Luckily, Yala didn’t make the cut for the runoff polls and had to sit this one out. Now the race is down to the former military ruler Vieira and current ruling party candidate Sanha. AllAfrica.com has a great article detailing how even the two main parties are split between who to vote for, as though Yala has pledged his support to Vieira, his own party isn’t so sure about it.
The second round of Guinea-Bissau’s presidential election is heading towards an unpredictable finish on 24 July, with both the country’s main political parties split over which candidate to support.
Former military ruler Joao Bernardo “Nino” Vieira looks best placed to win on paper, having picked up the support of former president Kumba Yala, who took 25 percent of the vote in the first round of the election on 19 June.
But Yala’s Social Renovation Party (PRS) is split down the middle over whether to agree to support Vieira, who first came to power in a 1980 coup and ruled this small West African country for 19 years until he was forced to quit in 1999 as a result of civil war.

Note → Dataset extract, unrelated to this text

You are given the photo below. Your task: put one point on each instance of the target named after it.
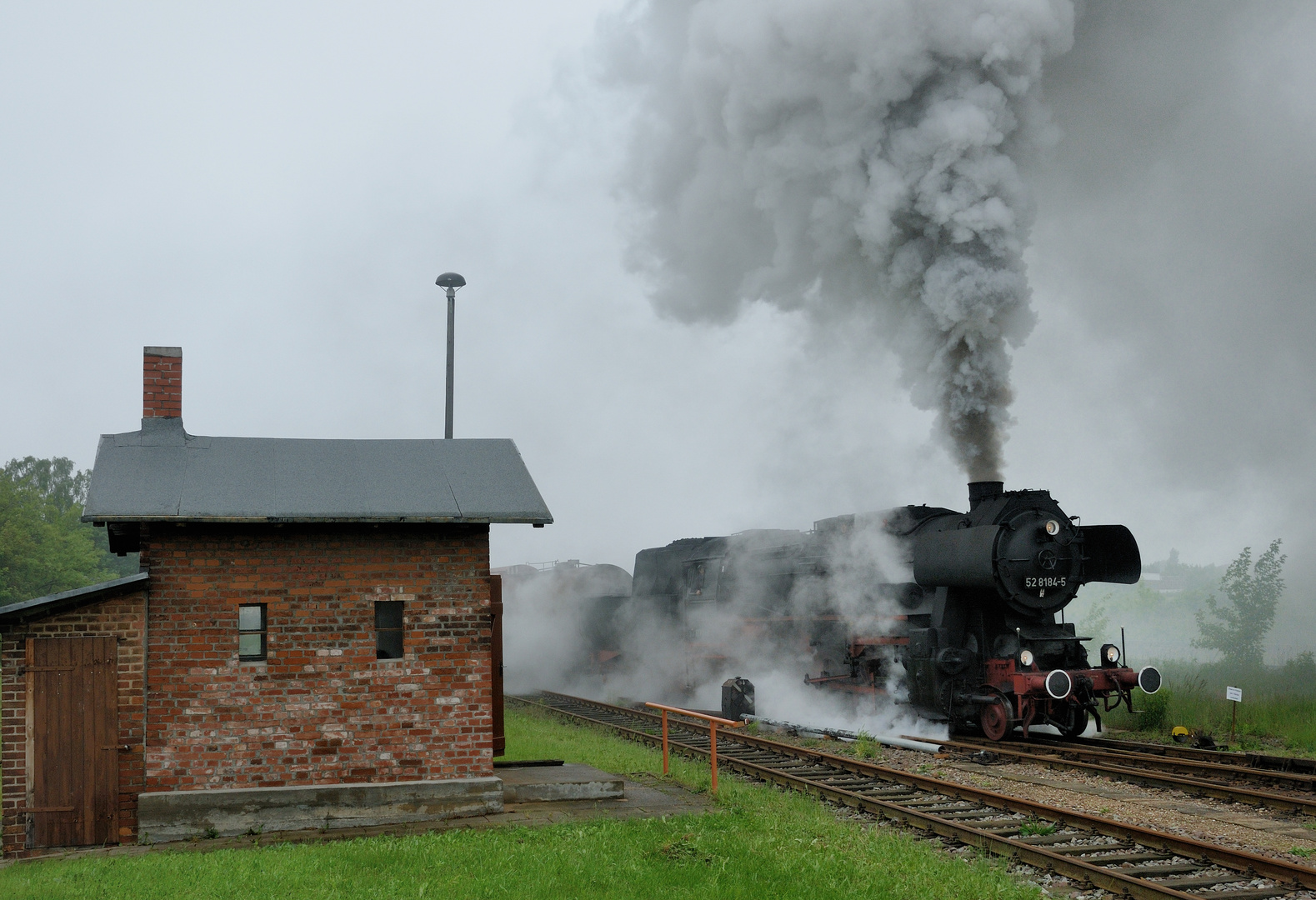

The PRS is the main opposition party in parliament and draws most of its support from Yala’s Balanta ethnic group, which accounts for 30 percent of Guinea-Bissau’s 1.3 million population.
But the Balantas have traditionally regarded Vieira as someone who persecuted them and many leading figures in the PRS have chosen to openly support his rival, Malam Bacai Sanha, instead.
Bacai Sanha, the official candidate of the ruling African Party for the Independence of Guinea Bissau and Cape Verde (PAIGC), came top of the poll in the first round of voting with 35 percent, but the PAIGC is also split by divided loyalties.
Many leading figures in the PAIGC, which won parliamentary elections last year, are backing Vieira, who won 29 percent in the first of the vote in the first round of the election. The former army general was a popular PAIGC guerrilla commander during the bush war against Portuguese colonial rule that led to independence in 1974. He used the party to rule the country during his long rein as military head of state.
Bacai Sanha, a former speaker of parliament who briefly served as interim president after Vieira’s overthrow in 1999, is stressing that he stands for peace and stability.
“If I win the elections, there will never again be bloodshed in Guinea-Bissau,” he told a rally in the northern town of Patche on Thursday.
These elections look to be a great leap forward in establishing a solid leadership in Guinea-Bissau, as long as a self-serving populist or strongman doesn’t get elected (though that doesn’t seem to be the case). However, Guinea-Bissau needs more than just a leader who can will the country in any direction he chooses. They need a constitution that gives them a system by which to shape their country so that they don’t have to chalk their future up to the chance of bad leadership. Hopefully, that’s what they’ll be getting this time around.